Published Oct 25, 2007
Shell5
200 Posts
I work on med surg unit and had a pt with appx. 400 BS the other day. She was non compliant with her diet. Dr. gave me order to give 25 Reg inulin IV? I felt uncomfortable with this. Would you give 25u IV?
UM Review RN, ASN, RN
1 Article; 5,163 Posts
I'm sure he meant SubQ. I don't think Med-Surg floors where I work can give IV insulin.
That's an order I would question and clarify. I would probably not give it.
TheCommuter, BSN, RN
102 Articles; 27,612 Posts
I've seen people with blood glucose levels of 1,700mg/dL who were fully alert, oriented x 4, and coherent. In this case, I'd give the 25 units of regular insulin IV.
Nrs_angie, BSN, RN
163 Posts
I am sure that he meant SQ not IV.... im pretty sure the rule for SQ is you can give up to 30 u of regular insulin SQ. So I would call to clarify the order and route.
but actually I work on Med-surg where they do hang Insulin drips... so yes it does happen.
but, but, but, 25 u IV is kinda high unless the patient weighs 550 lbs....
initial treatment for DKA is a IV bolus dose of 0.1u /kg followed by a drip of 0.1u/kg/hr
a 220 lb person would get a bolus of 10 u... and then followed by 10 u/hr drip
also with HHNS the glucose can be much higher than with DKA... even then the initial insulin dose is no more than 10 u/hr
Oh I just noticed that you said the patients glucose was 400... thats not DKA yet... DKA usually begins around 600 or 700 and HHNS usually begins around 800 or 900
So, for a glucose of 400... 25 units of SQ insulin (not IV) is probably acceptable... but I would start by giving only 10 at a time... and recheck in an hour... if still high give another 10 and recheck in an hour... then call the doc and get an order for a BMP lab.
canoehead, BSN, RN
6,901 Posts
How insulin resistant is the patient- how much do they take daily?
How high is the blood sugar?
Just in a very general sense, if the sugar is 800 or higher I might, but I would talk to the doc about electrolyte changes we would need to be monitering for.

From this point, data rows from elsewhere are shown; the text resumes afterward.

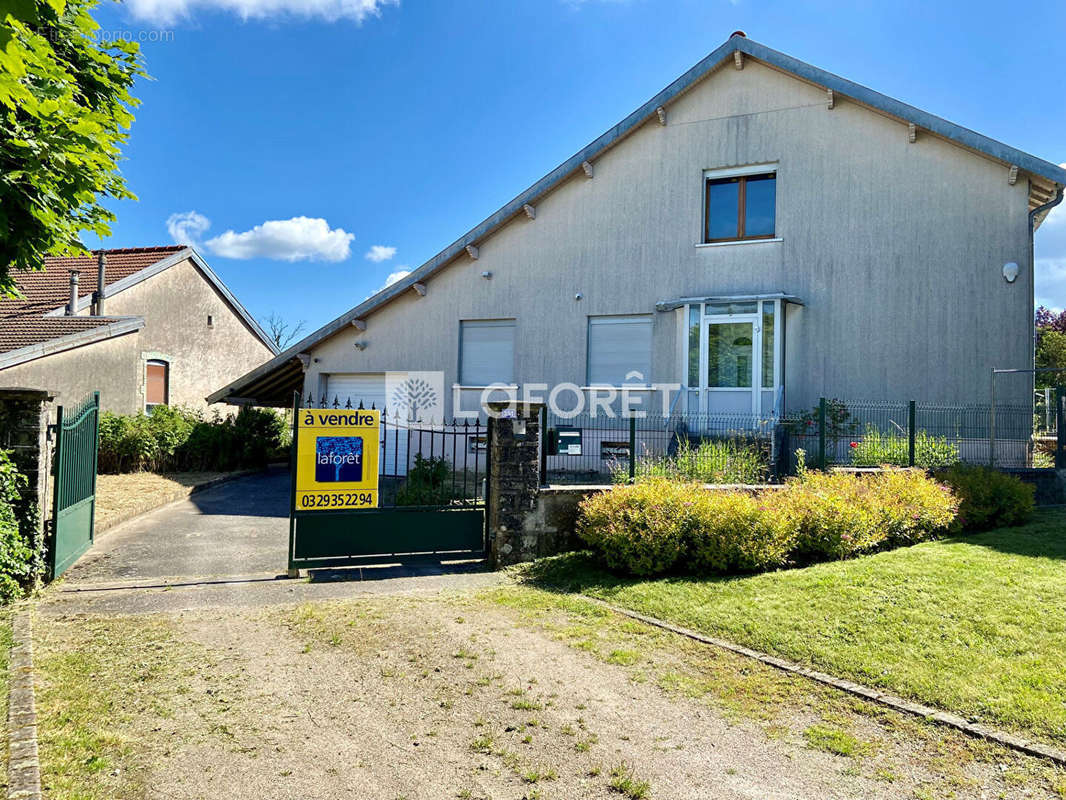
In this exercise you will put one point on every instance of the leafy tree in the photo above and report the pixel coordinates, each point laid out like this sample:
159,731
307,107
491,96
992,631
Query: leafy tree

Otherwise I would tell the doc I'll give it in 15 and 10, 30 minutes apart, or they can do it themselves.
Someone that knows more than I do- what are the risks re electrolytes when someone has a high sugar and we bring them down very quickly? I know kids are at risk for cerebral edema because of the Na serum change, but a doc told me that is not the case with adults. Anyone know?
NewTravelingNurse
13 Posts
I would confirm the route. Also. Could this be DKA? Also, what was the K+ level? Could the K+ level be nuts? What other orders were there? Any glucose orders? Is this normal for her? Is she a 'big woman'?
dansingrn
109 Posts
Actually, there is no upper limit of insulin units that can be given subcu. (Referencing above post of 30 units). That may be a particular hospital's guideline, probably to avoid giving too much pre-meal insulin and causing a low BG. Insulin requirements vary widely!!! In some very young, insulin sensitive children, the difference of 0.5 units of insulin is the difference between glucose of >500 and being hypoglycemic. In severe cases of insulin resistance, people can take 100 or even 200 units per day. Never judge HHNC and DKA by the level of the BG!!! The electrolytes must be evaluated. DKA is based on the co2 level (and other factors) but not by the BG.
psalm51
67 Posts
i was taught 25 units of regular is the legal limit except in DKA, HHNS. i would definitely want to clarify anything over 25, especially if given IV.
theoretically in a perfect world, every unit of reg insulin decreases the BS by 10 - and the BS should not be lowered more than 100 points an hour.
siggie13
105 Posts
Would I hesitate at giving 25 of REG insulin IV: no, I wouldn't. I would question why he was giving it IV with a BS of 400 which really is not all that high or dangerous. We give insulin drips on our med-surg floor all the time and titrate it as necessary to maintain an ordered BS level. Always a good idea to know as much about why a doctor writes an order before giving it.
siggie, GOD bless you! i'm 58 and been around the block too. can't wait to retire -- although i will be joining the ranks of the poor.
talaxandra
3,037 Posts
Just to reinforce dancingrn's post - one of the sickest DKA admissions I've looked after had an admision BSL of 18mmol/L (324mg/dL), and my colleague had one with a starting point of 15mmol/L (270g/dL). We check for serum ketones on any reading over that, to catch any incipient ketoacidosis.